What I'm Watching: Willow, The Fabelmans, Smile, and More
On three TV shows, six movies, and some billboards.
Sosie Bacon, Smile, Paramount Pictures
Here’s what I watched this week, and what I thought about it.
The shows:
- The first season of Willow just debuted on Disney+, and while I have exactly zero attachment to the original movie and tend to approach anything coming from Disney/Marvel/Lucasfilm with a healthy dose of skepticism, I actually think I love this show? You can read my full review for Film School Rejects here, but in short, it’s the kind of romantic, funny adventure saga that’s a little saucy for kids and a little goofy for adults – in the best way. It reminds me of a certain brand of irreverent and very ‘90s crowd-pleasers like Buffy the Vampire Slayer or The Mummy that I had figured was extinct for good.
- This was mostly a movie week for me, but I took a break to catch up on the most recent episodes of Abbott Elementary. It’s been years since I’ve seen a network show catch on as quickly and wholeheartedly as this one, and I’m so happy to see it growing even more in its second season. I was admittedly worried that the 22-episode season two order could put a strain on the scripts, but this latest batch of episodes is as sweet and funny as ever.
The movies:
- I finally caught up on Steven Spielberg’s fictionalized autobiography The Fabelmans this week, and am glad to report that I was way more into it than I thought I would be based on those saccharine commercials. It has an at times frustratingly nostalgic sheen to it, but it also has a lot of clear-eyed truth, and it blends the two in a way that’s quite interesting and makes total sense for the story at hand. The delightful last shot ties a bow on the whole thing.
- I also really enjoyed Fire Island, a movie I’ve been saving for a rainy day since its debut this summer. This gay vacation rom-com is a Pride & Prejudice redux, and I was admittedly not as sold on the Mr. Darcy character as I needed to be in order to well and truly fall for the film. But I still adored so much of it, from the charming cast (Bowen! Joel Kim Booster!) to the warts-and-all exploration of queer hierarchies.
- Noah Baumbach’s latest, White Noise, is a strange and entertaining (if a little shapeless) satire that mostly made me want to read the Don DeLillo book on which it’s based. Baumbach’s popular subjects (east coast white guy academics and artists who are riddled with ennui) aren’t always my cup of tea, so I also appreciate that they get to be the butt of the joke here.
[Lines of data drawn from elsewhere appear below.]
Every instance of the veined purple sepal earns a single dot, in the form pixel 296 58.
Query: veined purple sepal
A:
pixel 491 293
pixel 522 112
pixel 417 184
- I’m not as sure where I land on The Banshees of Inisherin. Martin McDonagh’s latest tragedy feels, perhaps appropriately, like the sort of folk tale-esque story you’d hear in a bar, about two guys who someone there says he used to know. Its bone-deep melancholy ultimately got its hooks in me, but a slow-burn mix between absurdity and mundanity kept me at arm’s length for much of the movie, and I thought the war metaphor was a bit on the nose. Still, the film’s deep emotion and two great performances managed to sneak up on me by the end.
- I’d been putting off watching Smile until I got to check it out with one of my favorite horror-loving pals. We both dug what the movie was trying to do, and I thought it had some good scares (those anticipatory setups were intense!) and truly freaky imagery, but we were frustrated that the script forfeited a meaningful ending for a clichéd one.
Odds and ends:
- I covered a preview event for the wild upcoming movie Cocaine Bear for /Film this week and got to hear Elizabeth Banks talk all about Cokey the bear. The first trailer for the movie makes it look like a comedy, but the clip I saw at the press event was waaay gorier and definitely in the horror-comedy realm. Here’s my full rundown of that gnarly first footage.
- Also at /Film, I wrote a quick primer on The Dick Van Dyke Show, the classic ‘60s sitcom that is still very funny decades later. I also touched briefly upon how the series may brush up against modern viewers’ often ahistorical ideas surrounding American parenting and gender roles.
- Yesterday by total chance I found out my name is on some billboards in LA! If you stop by Amoeba Music in Hollywood, give Paul Walter Hauser, Taron Egerton, and my review for the true crime series Black Bird a wave!
I almost forgot to ask: what have y’all been watching?